Kur’ân’ın şu muazzam ayeti insanı durup derin bir muhasebeye çağırır:

> “اِنَّ اللّٰهَ اشْتَرٰى مِنَ الْمُؤْمِنٖينَ اَنْفُسَهُمْ وَاَمْوَالَهُمْ بِاَنَّ لَهُمُ الْجَنَّةَ”
“Şüphesiz Allah, müminlerden mallarını ve canlarını, karşılığında cennet vermek üzere satın almıştır.” (Tevbe Suresi, 111)

Bu ayet, Cenab-ı Hakk’ın insanla yaptığı en kazançlı ve en şerefli alışverişi beyan eder. Zira Allah insanın kendisine ait olmayan, zaten O’na ait olan nefsi ve malı, ona ebedî bir cennet karşılığında “satın almak” istiyor. Ve bu alışveriş, eşi benzeri olmayan bir mükâfatı da beraberinde getiriyor: Cennet, ebediyet, rıza-i İlahi.

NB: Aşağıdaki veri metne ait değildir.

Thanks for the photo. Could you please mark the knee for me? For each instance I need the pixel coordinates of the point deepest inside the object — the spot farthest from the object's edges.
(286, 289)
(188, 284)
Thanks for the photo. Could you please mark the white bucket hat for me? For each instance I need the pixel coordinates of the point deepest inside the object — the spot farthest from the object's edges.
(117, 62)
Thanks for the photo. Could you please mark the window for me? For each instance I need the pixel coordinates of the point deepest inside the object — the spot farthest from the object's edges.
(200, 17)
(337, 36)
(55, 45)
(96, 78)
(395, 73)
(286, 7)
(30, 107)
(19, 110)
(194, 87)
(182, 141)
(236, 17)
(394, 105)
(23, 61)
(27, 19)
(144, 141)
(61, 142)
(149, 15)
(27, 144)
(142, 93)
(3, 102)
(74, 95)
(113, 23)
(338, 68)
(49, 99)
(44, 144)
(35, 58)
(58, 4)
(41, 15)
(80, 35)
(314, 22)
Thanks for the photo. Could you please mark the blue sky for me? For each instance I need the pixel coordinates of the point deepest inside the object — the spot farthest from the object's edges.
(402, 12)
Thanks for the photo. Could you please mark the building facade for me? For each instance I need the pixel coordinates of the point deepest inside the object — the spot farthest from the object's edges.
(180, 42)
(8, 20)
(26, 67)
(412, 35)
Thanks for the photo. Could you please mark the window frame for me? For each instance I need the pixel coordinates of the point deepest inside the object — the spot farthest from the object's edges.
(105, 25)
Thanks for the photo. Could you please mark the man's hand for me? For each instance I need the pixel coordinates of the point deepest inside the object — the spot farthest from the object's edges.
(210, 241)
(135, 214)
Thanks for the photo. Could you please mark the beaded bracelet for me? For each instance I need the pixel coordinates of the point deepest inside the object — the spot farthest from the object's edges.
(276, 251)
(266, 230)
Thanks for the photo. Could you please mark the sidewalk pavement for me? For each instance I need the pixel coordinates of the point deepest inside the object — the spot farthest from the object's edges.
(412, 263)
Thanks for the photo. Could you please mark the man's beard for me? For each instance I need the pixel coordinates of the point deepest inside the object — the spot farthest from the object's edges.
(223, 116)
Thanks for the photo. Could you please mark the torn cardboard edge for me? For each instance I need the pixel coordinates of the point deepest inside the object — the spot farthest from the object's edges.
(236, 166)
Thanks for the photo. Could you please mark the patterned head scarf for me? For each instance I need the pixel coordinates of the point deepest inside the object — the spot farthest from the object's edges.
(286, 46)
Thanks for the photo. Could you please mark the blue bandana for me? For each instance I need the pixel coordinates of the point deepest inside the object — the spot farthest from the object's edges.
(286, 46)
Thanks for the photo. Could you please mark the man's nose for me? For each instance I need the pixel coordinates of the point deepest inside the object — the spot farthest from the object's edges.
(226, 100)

  1. Neden Bu Ticaretle İlgilenmiyoruz?

Bugün insanlar, geçici menfaatler, gelip geçen kârlar için canhıraş bir şekilde çabalıyor. En küçük bir ekonomik kazancı bile elde etmek için saatlerini, günlerini veriyor. Fakat Allah’ın ebedî bir saadet karşılığı sunduğu bu “manevî alışverişe” çoğu insan bigâne kalıyor.

Neden?

Çünkü bu dünya gözüyle bakıldığında can, mal, mülk sanki bizimmiş gibi görünür. Oysa hakikat şu ki, sahip olduğumuz her şey emanet. Allah’tan gelen ve yine Allah’a dönecek olan bir emanet. Ve işte Rabbimiz, bu emanetleri yine bize, ama kıymetini misliyle artırarak geri satmak istiyor.

  1. Beş Kat Kâr: Allah’a Satmanın Hikmeti

Bediüzzaman’ın ifadesiyle, bu ticaretin içinde beş büyük kazanç vardır:

Zayi olmaktan muhafaza edilir: İnsanın canı ve malı fani olduğu için zayi olmaya mahkûmdur. Allah’a satıldığında ise bâki bir kıymet kazanır.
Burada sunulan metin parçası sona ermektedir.